In order to instruct myself in the construction of an abstract painting, I turned to a long-favourite subject and theme, the classic game boards – chess, backgammon, pachisi and others. This exploration took me from 2010 to 2014.

      Ludus Scriptorum             ©Sarah Petite               2010           encaustic on wood            14" x 23"                     $1000 Cdn

It’s arguable that, before we even made art – forty millennia ago when we were hunter-gatherers – we played games. A field of lines scratched on the floor of the cave, some pebbles, a friendly adversary, and our own wit, and we have the beginnings of a long tradition. Any complete team of archeologists will have an expert on games, who can look at a pretty artifact, with its counters and unusual dice lying beside it in a tomb hoard (without the instructions!), decipher the play, and fit this long lost cousin into a genealogy of the games of history.

(from an artist's statement, 2014)

Chausar            ©Sarah Petite       2012          encaustic on wood               24" x 24"               $1800 Cdn

Games - ‘parlour games’, street games, the game of life, and recently, game theory, the domain of mathematicians, economists and psychologists - gives me unending and expanding metaphors to express in my art.
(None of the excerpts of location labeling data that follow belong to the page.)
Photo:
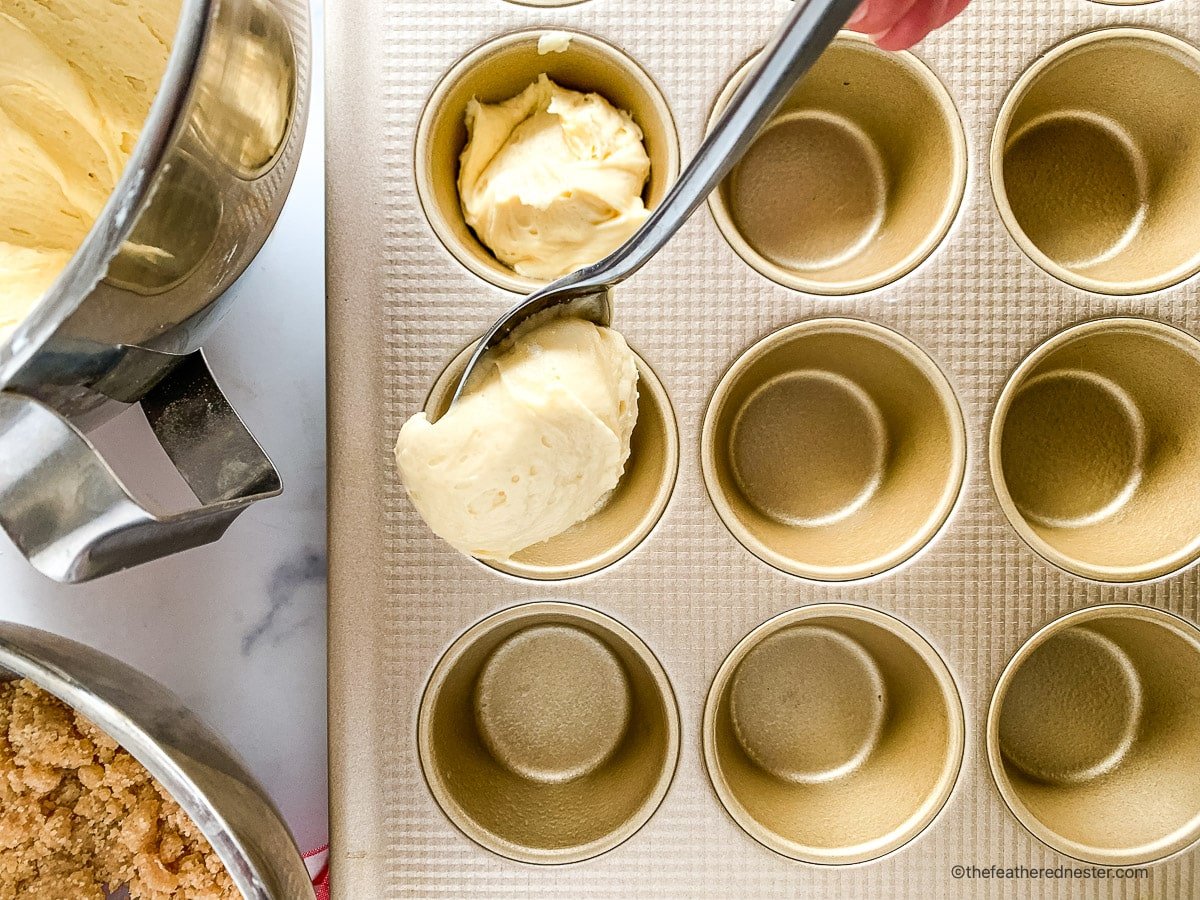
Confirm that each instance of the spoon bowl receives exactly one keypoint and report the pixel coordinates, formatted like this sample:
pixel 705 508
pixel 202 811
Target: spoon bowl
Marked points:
pixel 587 293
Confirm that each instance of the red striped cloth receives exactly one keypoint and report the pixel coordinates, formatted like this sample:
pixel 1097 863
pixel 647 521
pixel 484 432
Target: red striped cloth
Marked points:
pixel 318 867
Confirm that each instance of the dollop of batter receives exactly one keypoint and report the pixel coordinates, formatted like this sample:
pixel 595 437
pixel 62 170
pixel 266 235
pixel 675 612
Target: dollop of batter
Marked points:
pixel 535 445
pixel 551 179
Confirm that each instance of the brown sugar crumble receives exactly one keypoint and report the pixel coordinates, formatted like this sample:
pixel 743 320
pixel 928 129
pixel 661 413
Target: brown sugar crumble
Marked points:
pixel 79 815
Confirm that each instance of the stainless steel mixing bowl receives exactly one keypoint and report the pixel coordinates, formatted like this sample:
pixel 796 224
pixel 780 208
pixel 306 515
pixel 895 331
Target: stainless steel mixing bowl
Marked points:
pixel 124 322
pixel 196 767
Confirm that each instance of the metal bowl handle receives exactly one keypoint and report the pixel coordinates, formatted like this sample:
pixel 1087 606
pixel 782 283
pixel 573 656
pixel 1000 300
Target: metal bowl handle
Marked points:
pixel 75 520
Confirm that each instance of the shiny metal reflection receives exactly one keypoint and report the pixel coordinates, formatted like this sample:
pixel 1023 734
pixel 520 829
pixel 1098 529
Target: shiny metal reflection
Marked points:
pixel 1090 161
pixel 199 196
pixel 834 449
pixel 502 69
pixel 857 179
pixel 1096 449
pixel 1092 735
pixel 549 732
pixel 833 733
pixel 192 763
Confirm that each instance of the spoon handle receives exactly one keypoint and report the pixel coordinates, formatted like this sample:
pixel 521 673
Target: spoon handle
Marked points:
pixel 796 46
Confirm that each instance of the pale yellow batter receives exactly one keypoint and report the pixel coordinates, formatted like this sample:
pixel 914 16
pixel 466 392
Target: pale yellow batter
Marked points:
pixel 77 79
pixel 551 179
pixel 535 445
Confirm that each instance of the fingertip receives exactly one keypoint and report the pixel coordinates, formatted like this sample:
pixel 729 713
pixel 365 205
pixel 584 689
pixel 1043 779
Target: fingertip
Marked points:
pixel 862 12
pixel 880 16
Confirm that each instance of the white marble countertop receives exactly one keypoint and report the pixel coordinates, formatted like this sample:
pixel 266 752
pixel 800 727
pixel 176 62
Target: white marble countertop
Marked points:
pixel 238 629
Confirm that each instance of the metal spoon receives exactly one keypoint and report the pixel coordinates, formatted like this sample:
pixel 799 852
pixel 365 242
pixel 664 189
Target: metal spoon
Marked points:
pixel 587 293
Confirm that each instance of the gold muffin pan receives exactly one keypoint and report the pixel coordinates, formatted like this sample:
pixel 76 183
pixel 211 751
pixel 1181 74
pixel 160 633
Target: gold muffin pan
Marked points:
pixel 901 576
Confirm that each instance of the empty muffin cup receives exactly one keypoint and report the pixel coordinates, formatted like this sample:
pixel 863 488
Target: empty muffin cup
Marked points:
pixel 628 515
pixel 1093 737
pixel 1092 161
pixel 833 733
pixel 499 70
pixel 1096 449
pixel 857 178
pixel 549 732
pixel 834 449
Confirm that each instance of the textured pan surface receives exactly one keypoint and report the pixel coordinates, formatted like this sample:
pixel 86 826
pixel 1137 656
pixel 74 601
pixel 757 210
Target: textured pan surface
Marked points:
pixel 401 307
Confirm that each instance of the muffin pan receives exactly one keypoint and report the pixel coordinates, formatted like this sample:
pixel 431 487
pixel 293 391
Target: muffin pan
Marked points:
pixel 904 573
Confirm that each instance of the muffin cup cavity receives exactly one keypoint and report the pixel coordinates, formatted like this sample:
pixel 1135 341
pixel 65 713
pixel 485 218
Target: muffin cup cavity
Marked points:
pixel 1095 449
pixel 1092 737
pixel 833 733
pixel 873 156
pixel 628 515
pixel 834 449
pixel 1091 165
pixel 549 732
pixel 501 69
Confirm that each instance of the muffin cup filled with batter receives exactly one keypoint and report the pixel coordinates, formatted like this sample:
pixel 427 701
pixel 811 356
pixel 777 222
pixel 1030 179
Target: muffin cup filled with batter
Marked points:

I’ve even found that the working out of an abstract painting begins to feel like playing chess against myself – unless I want to call the encaustic paint my worthy opponent. One mark of the brush or the scraper (or the knife, the chisel, the heat gun) is like a knight’s fork, or the stealthy swipe of the bishop. With each move, the painting becomes more complex, more resolved, more balanced. Some of my paintings mimic their prototypes so closely you could almost take them down from the wall and play on them. Others are more oblique – game-theoretical, you might say! As the artist, in one way or another I’ve played them all.